On 10 August 2006, sobá was registered with the National Institute of Historic and Artistic Heritage as an Intangible Cultural Property (Bem Cultural de Natureza Imaterial) of Campo Grande by Municipal Degree n° 9.685 of 18 July 2006. A contest started on 21 October 2017 to determine the representative dish (prato típico) of Campo Grande presented residents with the choice between arroz carreteiro, espetinhos, and sobá. After the voting period closed on 21 January 2018, sobá won by winning 41% of the over 15,000 votes. Arroz carreteiro and espetinhos came in at 27% and 32% of the vote, respectively. On 7 August 2018, the owners of 70 Campo Grande sobá restaurants met with Campo Grande officials to officially determine a recipe for sobá. At this meeting, they also discussed the possibility of creating an official seal that restaurants could display to show that they serve the official sobá recipe.

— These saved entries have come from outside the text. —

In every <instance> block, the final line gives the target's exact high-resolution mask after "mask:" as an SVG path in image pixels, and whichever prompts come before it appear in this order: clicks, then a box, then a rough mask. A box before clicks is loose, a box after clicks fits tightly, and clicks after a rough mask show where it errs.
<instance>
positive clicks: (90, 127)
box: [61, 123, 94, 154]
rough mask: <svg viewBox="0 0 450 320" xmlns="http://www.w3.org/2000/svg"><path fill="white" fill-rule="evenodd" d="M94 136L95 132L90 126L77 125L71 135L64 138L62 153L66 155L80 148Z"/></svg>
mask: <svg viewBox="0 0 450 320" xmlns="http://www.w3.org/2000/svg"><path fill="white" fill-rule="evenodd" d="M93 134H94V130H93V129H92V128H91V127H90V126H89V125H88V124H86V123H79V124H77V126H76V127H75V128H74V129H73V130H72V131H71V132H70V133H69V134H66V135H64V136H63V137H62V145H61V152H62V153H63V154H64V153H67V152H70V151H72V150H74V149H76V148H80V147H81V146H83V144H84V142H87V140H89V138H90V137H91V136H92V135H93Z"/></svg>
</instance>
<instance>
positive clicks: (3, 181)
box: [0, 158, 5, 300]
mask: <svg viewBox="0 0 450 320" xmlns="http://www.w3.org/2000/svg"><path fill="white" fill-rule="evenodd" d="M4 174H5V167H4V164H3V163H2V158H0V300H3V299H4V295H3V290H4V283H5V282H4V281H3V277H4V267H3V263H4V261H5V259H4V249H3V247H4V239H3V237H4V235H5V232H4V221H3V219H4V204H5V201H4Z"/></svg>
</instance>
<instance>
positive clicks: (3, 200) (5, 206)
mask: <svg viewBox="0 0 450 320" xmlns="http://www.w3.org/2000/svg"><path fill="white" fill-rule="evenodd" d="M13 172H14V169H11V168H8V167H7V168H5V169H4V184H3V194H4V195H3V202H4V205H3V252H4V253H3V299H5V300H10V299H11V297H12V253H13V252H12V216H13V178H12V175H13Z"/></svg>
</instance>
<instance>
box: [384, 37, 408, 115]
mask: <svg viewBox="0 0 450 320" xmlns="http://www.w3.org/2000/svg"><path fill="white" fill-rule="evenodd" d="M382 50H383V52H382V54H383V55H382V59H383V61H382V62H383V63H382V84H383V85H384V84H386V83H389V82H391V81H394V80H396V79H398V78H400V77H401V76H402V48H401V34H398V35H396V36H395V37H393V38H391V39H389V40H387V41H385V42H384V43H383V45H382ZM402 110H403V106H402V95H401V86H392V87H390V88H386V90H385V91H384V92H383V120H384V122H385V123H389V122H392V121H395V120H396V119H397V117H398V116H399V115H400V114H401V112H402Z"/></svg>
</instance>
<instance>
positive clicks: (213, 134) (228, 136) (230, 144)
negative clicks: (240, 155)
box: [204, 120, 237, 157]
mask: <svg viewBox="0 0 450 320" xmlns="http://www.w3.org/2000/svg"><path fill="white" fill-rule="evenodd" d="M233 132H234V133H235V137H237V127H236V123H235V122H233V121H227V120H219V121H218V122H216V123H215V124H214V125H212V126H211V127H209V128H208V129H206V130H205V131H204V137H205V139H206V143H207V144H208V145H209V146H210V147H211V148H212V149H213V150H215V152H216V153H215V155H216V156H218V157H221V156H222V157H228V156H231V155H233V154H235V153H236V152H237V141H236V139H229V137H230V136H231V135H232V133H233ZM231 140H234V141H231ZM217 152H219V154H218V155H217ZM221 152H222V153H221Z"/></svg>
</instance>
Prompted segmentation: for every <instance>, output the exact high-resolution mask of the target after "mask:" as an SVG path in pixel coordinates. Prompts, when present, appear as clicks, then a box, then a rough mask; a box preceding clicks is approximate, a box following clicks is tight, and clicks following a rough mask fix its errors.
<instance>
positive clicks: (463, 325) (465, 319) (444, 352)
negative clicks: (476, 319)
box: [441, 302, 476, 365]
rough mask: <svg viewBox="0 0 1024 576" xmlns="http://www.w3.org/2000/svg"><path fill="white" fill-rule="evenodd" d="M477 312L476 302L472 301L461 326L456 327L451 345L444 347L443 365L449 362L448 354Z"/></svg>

The first Sobá Festival (Festival do Sobá) was held in Campo Grande in 2010. The event is held annually in August in the Central Fair of Campo Grande. The festival has events like live music, dancing, and workshops to show the cultural wealth that Japanese, indigenous, gaucho and Center-West Brazilians have contributed to Campo Grande.The festival is a popular attraction in the city and drives domestic tourism. The Government of Mato Grosso do Sul estimated that the 2023 festival would be attended by 100,000 people over the five days of the festival.

In 2018, a news segment on the Japanese Ryukyu Broadcasting Corporation compared the differences between the traditional Okinawan soba and the sobá from Mato Grosso do Sul.